Inheritance and contracts

We mostly use Java for the examples and Java is an object-oriented language, so I must discuss what happens when we use inheritance. Figure 4.2 shows that the TaxCalculator class has many children (TaxCalculatorBrazil which calculates taxes in Brazil, TaxCalculatorNL, which calculates taxes in the Netherlands, and so on). These child classes all override calculateTax() and change the pre- or post-conditions one way or another. Are these contract changes breaking changes?

Figure 4.2 A base class and its child classes. The client depends on the base class, which means any of its children may be used at run time.

We can apply the same reasoning as when we discussed changing contracts. Let’s start by focusing on the client class rather than the child classes. Suppose the client class receives a TaxCalculator in its constructor and later uses it in its methods. Due to polymorphism, we know that any of the child classes can also be passed to the client: for example, we can pass a TaxCalculatorBrazil or a TaxCalculatorUS, and it will be accepted because they are all children of the base class.

Since the client class does not know which tax calculator was given to it, it can only assume that whatever class it received will respect the pre- and post-conditions of the base class (the only class the client knows). In this case, value must be greater than or equal to 0 and should return a value greater than or equal to 0. Let’s explore what will happen if each of the child classes is given to the client class:

  • TaxCalculatorBrazil has the same pre-conditions as the base class. This means there is no way the client class will observe strange behavior regarding the pre-conditions if it is given TaxCalculatorBrazil. On the other hand, the TaxCalculatorBrazil class has a post-condition that the returned value is any number. This is bad. The client class expects only values that are greater than or equal to zero; it does not expect negative numbers. So if TaxCalculatorBrazil returns a negative number to the client, this may surprise the client and lead to a failure.
  • TaxCalculatorUS has the following pre-condition: “value greater than or equal to 100.” This pre-condition is stronger than the pre-condition of the base class (value >= 0), and the client class does not know that. Thus the client may call the tax calculator with a value that is acceptable for the base class but not acceptable for TaxCalculatorUS. We can expect a failure to happen. The post-condition of TaxCalculatorUS is the same as that of the base class, so we do not expect problems there.
  • TaxCalculatorNL has a different pre-condition from the base class: it accepts any value. In other words, the pre-condition is weaker than that of the base class. So although the client is not aware of this pre-condition, we do not expect failures, as TaxCalculatorNL can handle all of the client’s inputs.
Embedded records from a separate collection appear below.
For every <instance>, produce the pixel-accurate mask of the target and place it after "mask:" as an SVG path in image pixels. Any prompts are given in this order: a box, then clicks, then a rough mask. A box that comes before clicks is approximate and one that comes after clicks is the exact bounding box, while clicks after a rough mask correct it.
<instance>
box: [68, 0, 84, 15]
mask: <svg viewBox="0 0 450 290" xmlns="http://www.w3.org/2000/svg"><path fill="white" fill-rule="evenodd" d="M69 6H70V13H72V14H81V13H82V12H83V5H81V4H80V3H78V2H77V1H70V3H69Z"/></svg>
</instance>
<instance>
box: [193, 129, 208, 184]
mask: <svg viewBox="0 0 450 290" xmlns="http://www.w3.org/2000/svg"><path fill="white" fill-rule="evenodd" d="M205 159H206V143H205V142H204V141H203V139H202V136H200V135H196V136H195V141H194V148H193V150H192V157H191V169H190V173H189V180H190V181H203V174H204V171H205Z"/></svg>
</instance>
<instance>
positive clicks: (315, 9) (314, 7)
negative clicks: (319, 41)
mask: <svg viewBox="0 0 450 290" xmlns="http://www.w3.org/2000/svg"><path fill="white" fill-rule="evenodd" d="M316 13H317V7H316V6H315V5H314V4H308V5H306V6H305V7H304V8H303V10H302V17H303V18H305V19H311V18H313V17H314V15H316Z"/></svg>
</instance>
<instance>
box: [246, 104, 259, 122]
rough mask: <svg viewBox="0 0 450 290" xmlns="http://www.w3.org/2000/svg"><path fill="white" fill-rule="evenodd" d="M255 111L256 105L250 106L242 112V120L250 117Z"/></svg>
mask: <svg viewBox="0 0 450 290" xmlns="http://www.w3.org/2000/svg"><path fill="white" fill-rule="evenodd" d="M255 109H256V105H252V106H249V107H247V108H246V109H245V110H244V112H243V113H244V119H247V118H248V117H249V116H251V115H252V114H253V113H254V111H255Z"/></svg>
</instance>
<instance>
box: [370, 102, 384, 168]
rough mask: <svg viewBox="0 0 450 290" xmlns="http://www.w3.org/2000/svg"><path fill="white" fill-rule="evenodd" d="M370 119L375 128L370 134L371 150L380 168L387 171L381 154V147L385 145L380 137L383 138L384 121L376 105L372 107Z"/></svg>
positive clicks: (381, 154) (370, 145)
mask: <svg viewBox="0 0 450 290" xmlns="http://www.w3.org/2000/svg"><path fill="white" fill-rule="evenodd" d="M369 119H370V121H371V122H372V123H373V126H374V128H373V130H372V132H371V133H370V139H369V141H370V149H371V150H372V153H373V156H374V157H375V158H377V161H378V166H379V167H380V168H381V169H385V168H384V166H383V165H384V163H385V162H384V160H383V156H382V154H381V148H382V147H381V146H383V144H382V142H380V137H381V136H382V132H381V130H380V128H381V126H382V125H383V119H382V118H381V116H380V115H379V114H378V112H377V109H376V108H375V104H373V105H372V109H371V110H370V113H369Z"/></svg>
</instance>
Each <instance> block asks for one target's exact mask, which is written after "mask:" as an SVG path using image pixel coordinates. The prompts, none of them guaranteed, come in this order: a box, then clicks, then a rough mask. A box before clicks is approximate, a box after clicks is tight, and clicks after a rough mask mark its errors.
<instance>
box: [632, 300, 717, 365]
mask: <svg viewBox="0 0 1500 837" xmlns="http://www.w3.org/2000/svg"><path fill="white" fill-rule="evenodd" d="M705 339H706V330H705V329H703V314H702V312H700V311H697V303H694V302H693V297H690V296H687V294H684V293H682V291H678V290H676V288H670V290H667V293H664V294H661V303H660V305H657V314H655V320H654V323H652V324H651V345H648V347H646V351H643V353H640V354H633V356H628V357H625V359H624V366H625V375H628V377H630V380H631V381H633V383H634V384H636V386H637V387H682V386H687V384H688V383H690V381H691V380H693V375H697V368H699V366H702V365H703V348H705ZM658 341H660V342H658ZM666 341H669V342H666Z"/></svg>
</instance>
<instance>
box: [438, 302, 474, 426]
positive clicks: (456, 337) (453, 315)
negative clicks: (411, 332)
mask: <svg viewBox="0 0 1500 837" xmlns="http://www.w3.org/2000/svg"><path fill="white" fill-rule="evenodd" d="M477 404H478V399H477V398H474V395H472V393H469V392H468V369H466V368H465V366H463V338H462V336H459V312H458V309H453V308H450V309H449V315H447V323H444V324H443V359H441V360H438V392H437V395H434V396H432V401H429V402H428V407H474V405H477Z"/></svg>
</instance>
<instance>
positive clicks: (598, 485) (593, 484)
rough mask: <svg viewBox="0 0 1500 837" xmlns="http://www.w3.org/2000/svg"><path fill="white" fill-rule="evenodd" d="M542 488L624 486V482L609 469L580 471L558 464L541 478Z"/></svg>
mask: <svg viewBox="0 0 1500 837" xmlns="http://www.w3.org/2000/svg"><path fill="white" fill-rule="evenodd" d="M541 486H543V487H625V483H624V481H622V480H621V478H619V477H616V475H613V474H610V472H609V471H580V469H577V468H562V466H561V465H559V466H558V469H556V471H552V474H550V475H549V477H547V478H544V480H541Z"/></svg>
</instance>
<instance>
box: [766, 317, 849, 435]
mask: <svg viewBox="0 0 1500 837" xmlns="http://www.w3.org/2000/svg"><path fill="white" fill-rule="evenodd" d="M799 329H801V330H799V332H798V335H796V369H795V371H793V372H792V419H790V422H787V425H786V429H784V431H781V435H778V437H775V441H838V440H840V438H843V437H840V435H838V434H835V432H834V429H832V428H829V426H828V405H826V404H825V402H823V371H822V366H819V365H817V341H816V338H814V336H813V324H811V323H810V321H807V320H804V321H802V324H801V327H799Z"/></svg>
If we generalize what we observe in this example, we arrive at the following rules whenever a subclass S (for example, TaxCalculatorBrazil) inherits from a base class B (for example, TaxCalculator):

  1. The pre-conditions of subclass S should be the same as or weaker (accept more values) than the pre-conditions of base class B.
  2. The post-conditions of subclass S should be the same as or stronger (return fewer values) than the post-conditions of base class B.

This idea that a subclass may be used as a substitution for a base class without breaking the expected behavior of the system is known as the Liskov substitution principle (LSP). This principle was introduced by Barbara Liskov in a 1987 keynote and later refined by her and Jeannette Wing in the famous “A behavioral notion of subtyping” paper (1994). The LSP became even more popular among software developers when Robert Martin popularized the SOLID principles, where the “L” stands for LSP.

NOTE A well-known best practice is to avoid inheritance whenever possible (see Effective Java’s item 16, “favor compostion over inheritance”). If you avoid inheritance, you naturally avoid all the problems just discussed. But it is not the goal of this discuss best practices in object-oriented design. If you ever need to use inheritance, you now know what to pay attention to.